Is the government shortchanging the treasury?
There was a time when people believed that money was a scarce commodity in Guyana. Of course this was indeed the case when the country could not import many things, leading to a call for what became known as import substitution. This import substitution led to the production of local salted fish, eschallot, various peppers, tomatoes and a host of products that Guyana once imported.
This substitution saw the disappearance of canned foods like sardines. It also saw the failed attempts to replace wheat flour with rice flour. In fact, that is still the most criticized experiment, to the point that people still accuse the previous government of attempting to starve them.

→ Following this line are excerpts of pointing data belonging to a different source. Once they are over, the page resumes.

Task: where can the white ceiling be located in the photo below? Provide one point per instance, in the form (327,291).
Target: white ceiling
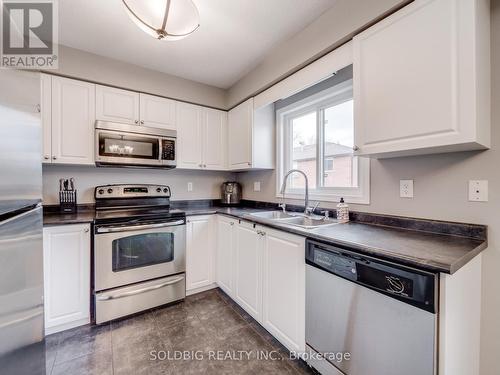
(234,36)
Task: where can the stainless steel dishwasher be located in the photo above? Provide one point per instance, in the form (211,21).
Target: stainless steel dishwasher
(365,316)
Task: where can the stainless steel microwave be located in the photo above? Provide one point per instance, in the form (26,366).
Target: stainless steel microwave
(134,146)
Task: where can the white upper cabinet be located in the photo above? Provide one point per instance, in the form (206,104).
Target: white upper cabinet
(214,138)
(250,137)
(117,105)
(73,118)
(421,80)
(201,137)
(189,136)
(129,107)
(157,112)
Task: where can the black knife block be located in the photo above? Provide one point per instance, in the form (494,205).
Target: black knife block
(67,201)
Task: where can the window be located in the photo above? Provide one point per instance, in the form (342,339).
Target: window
(316,136)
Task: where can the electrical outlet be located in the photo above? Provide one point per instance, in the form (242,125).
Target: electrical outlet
(478,190)
(406,188)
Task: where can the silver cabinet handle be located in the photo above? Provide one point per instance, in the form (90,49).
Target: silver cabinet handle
(107,297)
(138,227)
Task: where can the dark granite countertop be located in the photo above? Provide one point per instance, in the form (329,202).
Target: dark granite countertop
(53,217)
(430,245)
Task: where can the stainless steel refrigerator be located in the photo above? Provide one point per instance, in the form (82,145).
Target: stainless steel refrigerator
(21,252)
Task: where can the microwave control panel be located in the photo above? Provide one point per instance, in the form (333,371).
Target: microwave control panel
(168,149)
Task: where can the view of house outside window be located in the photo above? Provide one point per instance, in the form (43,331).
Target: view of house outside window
(318,139)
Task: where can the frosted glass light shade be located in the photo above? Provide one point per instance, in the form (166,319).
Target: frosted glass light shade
(164,19)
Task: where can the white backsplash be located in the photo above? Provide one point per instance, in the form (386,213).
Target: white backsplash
(206,184)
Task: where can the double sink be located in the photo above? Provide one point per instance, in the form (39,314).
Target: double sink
(294,219)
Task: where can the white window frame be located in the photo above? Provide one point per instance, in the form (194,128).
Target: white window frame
(334,95)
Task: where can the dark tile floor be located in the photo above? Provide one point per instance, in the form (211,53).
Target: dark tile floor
(205,324)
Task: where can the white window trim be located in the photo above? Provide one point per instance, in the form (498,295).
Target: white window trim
(360,194)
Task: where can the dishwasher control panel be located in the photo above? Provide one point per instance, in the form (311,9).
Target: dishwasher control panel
(413,286)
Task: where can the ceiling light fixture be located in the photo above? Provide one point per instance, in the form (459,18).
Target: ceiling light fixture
(164,19)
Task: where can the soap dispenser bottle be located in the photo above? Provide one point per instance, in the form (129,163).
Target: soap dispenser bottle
(343,211)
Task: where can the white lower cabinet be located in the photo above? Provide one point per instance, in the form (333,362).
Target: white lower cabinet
(283,289)
(263,270)
(66,263)
(200,252)
(248,269)
(225,254)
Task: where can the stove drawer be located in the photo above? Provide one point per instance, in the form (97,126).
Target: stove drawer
(119,302)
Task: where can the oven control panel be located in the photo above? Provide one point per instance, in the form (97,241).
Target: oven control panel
(132,191)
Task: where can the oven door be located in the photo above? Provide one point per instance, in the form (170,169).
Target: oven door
(114,147)
(129,254)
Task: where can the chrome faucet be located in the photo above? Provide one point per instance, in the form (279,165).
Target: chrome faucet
(307,209)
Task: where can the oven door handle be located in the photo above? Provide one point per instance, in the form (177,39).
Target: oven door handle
(138,227)
(107,297)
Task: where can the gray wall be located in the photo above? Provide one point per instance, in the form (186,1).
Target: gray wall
(84,65)
(440,185)
(332,28)
(206,184)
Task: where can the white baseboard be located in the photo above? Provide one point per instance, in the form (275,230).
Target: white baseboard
(201,289)
(66,326)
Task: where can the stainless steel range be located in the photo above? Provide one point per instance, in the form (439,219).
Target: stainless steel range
(139,250)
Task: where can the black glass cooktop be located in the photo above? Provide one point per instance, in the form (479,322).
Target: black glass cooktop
(136,214)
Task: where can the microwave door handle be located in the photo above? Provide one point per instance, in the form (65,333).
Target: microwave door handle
(138,227)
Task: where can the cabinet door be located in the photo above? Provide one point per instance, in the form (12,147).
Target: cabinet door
(248,269)
(200,252)
(214,139)
(66,261)
(225,255)
(284,288)
(240,121)
(45,107)
(117,105)
(415,85)
(189,136)
(157,112)
(73,118)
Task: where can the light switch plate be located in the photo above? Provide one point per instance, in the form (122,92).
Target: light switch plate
(478,190)
(406,188)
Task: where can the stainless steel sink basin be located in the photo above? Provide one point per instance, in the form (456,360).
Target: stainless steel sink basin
(294,219)
(307,222)
(273,215)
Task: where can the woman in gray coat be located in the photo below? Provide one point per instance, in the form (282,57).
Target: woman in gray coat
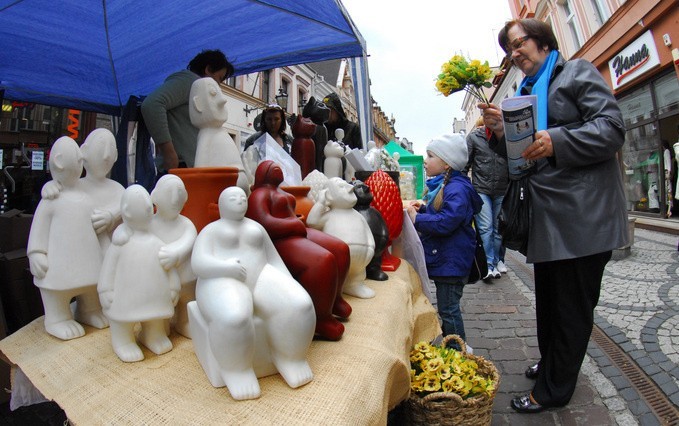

There were lines for gasoline. People slept in their cars outside gas stations and resorted to every single dodge to get fuel supplies. But things changed. Many of the supplies returned following an edict by the late President Desmond Hoyte. There was still need to harness the resources, but gradually things got better.
That growth in resources continued with increasing imports, debt write-offs and foreign inflows by way of loans and grants. Cocaine, marijuana and inflows from overseas-based Guyanese played no small part.
The government helped the cause by disposing of assets that merely sat there and earned a lot of money. That money went into the body established in the 1980s; that body was the National Industrial and Commercial Investments Limited (NICIL).
Today, NICIL is one of the most talked about entities. For starters, it holds at least $50 billion that is not even shared with the Treasury. This has been the talking point for quite awhile, but it was only with the new Parliamentary disposition that the real attention is placed on this entity.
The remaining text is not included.